Talking about money troubles still seen as a taboo

Talking about money troubles still seen as a taboo

According to new research, our reluctance to talk about money troubles is having a dramatic impact on our relationships but borrowing money is still a tricky topic.

The research, from short term loan provider, Peachy Loans, suggests that 62% of us are too embarrassed to ask for money from friends and family, even when we really need it. women are more likely to be embarassed than men, with 70 percent saying they would be too embarassed compared to 54 per cent of men.

Although some of the hesitation comes from a good place - one in five (21 per cent) don't ask because they don't wan't to break family or friend's trust - this can end up doing more harm than good as those money troubles spiral out of control. Almost a third (29 per cent) of us keep credit card debt a secret from partners, which undermines trust and can lead to relationship breakdown.

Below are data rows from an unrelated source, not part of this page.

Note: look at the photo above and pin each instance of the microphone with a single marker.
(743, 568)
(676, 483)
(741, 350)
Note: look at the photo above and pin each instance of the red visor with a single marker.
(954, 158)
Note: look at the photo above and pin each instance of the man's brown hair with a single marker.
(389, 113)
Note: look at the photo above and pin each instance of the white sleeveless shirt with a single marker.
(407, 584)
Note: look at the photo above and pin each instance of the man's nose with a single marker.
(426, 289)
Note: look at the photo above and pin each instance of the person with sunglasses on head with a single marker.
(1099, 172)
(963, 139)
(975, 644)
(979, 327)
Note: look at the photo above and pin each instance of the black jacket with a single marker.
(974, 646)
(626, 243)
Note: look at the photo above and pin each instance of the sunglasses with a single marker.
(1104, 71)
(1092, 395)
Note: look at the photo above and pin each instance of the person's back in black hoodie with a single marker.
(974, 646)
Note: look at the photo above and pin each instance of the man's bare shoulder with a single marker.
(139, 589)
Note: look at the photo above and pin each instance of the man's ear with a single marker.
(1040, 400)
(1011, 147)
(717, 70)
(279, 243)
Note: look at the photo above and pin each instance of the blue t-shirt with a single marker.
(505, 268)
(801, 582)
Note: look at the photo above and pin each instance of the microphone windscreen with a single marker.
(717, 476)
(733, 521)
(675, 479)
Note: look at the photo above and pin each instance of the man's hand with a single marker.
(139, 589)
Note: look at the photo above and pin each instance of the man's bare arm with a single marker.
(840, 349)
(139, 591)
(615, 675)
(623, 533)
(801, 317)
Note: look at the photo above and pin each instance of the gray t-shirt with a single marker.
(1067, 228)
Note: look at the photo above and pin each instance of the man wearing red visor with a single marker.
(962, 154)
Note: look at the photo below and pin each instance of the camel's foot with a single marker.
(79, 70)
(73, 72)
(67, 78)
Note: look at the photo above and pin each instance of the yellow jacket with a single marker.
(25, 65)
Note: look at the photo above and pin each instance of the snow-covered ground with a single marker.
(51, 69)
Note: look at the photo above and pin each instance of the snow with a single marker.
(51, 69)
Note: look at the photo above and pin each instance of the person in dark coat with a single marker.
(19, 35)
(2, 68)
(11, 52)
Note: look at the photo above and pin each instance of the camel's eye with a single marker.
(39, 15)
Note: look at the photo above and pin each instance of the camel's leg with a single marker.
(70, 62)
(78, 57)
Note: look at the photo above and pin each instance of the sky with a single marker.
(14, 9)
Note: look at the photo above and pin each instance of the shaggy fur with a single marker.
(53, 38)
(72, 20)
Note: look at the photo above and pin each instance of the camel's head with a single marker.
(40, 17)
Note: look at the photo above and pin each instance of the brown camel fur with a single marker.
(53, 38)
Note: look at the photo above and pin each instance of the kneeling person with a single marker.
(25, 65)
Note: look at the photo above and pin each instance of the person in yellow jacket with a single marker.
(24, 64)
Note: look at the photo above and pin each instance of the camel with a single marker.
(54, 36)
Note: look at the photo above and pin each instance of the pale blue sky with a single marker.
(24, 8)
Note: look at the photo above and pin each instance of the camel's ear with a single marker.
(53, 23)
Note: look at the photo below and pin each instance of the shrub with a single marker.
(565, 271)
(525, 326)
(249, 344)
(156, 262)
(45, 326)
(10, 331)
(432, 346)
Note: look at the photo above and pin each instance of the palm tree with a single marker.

Credit expert Katre Kaarenperk-Vanatoa offers this advice:

‘It’s hard to talk about money troubles, especially if you’re in a relationship. But keeping secrets can cause lasting harm to a relationship, not to mention your credit rating. Facing the problem, talking about it, and working on a solution is the best way forward, and a loan can be a reasonable place to start taking back control.’

Money trouble is the number one cause of divorce in early marriage, and while 40% of us are worried about awkward conversations about money, it can often be the start of a solution. The best way to deal with money trouble is to talk about it, get advice, and deal with the problem head-on.